U.S. District Judge Jed Rakoff said he was rejecting the government’s arguments that suggested the arrests were “none of this Court’s business and second, that even if it is, the common law privilege against courthouse arrests doesn’t apply to ICE.”
The lawsuit — filed in September by Brooklyn District Attorney Eric Gonzalez, state Attorney General Letitia James and several immigrant advocates’ groups — contended that ICE arrests in courthouses have skyrocketed since President Donald Trump took office.
“I am grateful that the court recognized the merits of this lawsuit and allowed it to proceed,” said Gonzalez. “This policy has a chilling effect in immigrant communities and discourages cooperation with law enforcement — thus jeopardizing public safety.”
A Justice Department spokesperson declined to comment.
The judge, who heard oral arguments in the case last month, noted that lawyers for New York State said civil arrests in or around the New York state courthouse had risen “by a remarkable 1,700 percent or more” in 2018.
During the first 10 months of 2019, there were 112 reported arrests or sightings of ICE officers at courthouses around the state, according to a report by the Immigrant Defense Project. At least 69 of those arrests and sightings so far this year occurred in New York City.
As of the beginning of November, Brooklyn led the city with 23 ICE sightings and arrests in or around courthouses. Queens had the second most at 22. Manhattan had 12, the Bronx had 10 and Staten Island had two.
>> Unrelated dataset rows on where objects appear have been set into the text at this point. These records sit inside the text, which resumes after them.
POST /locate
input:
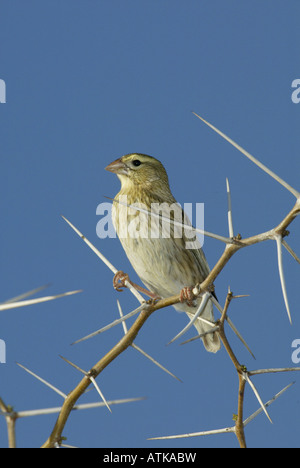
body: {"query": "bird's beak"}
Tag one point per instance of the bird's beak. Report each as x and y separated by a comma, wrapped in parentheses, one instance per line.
(117, 167)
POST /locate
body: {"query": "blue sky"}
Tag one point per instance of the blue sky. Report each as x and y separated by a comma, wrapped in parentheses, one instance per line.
(86, 82)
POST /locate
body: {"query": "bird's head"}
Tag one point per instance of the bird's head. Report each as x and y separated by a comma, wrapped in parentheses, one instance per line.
(139, 170)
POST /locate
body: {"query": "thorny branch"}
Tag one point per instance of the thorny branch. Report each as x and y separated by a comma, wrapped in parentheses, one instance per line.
(233, 245)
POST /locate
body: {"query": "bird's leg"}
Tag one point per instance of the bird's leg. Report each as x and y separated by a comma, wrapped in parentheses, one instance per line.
(187, 295)
(119, 282)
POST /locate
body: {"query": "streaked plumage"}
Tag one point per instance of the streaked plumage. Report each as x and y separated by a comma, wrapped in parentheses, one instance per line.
(164, 265)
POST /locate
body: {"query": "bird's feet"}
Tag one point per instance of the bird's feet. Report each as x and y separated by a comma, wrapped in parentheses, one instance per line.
(120, 279)
(187, 296)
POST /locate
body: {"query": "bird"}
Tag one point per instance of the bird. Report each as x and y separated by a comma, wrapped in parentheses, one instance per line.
(156, 250)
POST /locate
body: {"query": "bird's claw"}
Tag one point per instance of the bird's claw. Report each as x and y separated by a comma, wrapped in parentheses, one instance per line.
(187, 295)
(119, 280)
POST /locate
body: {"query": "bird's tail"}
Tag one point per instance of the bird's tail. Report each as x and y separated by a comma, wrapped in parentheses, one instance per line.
(211, 341)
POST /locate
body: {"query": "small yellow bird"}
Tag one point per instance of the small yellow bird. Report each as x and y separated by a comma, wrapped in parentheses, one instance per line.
(156, 250)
IDP could not immediately confirm how many of these were arrests and how many were sightings.
“Court cannot be expected to function properly if third parties (not least the executive branch of the government) feel free to disrupt the proceedings and intimidate the parties and witnesses by staging arrests for unrelated civil violations in the courthouse, on court properly, or while the witnesses or parties are in transit to or from their court proceedings,” Rakoff wrote.
The judge said more than 500 years ago, the English courts developed a common law privilege against civil arrests on courthouse premises.
“This ancient privilege, incorporated into American law in the early years of our republic by virtually all state and federal courts, has remained largely intact over the centuries,” Rakoff said.
Last month, the judge said he found the federal government’s assertions that its policies regarding courthouse arrests can’t be reviewed by a federal judge to be “unusual and extraordinary.”
New York’s attorney general praised the ruling.
“Our state courts cannot function with ICE attempting to arrest parties, witnesses, and victims who rely on our courts for relief,” James said in a statement. “Today’s ruling ensures we will get our day in court to make the case that ICE’s policies are nothing more than illegal maneuvers that harm our state’s ability to provide justice through the court system.”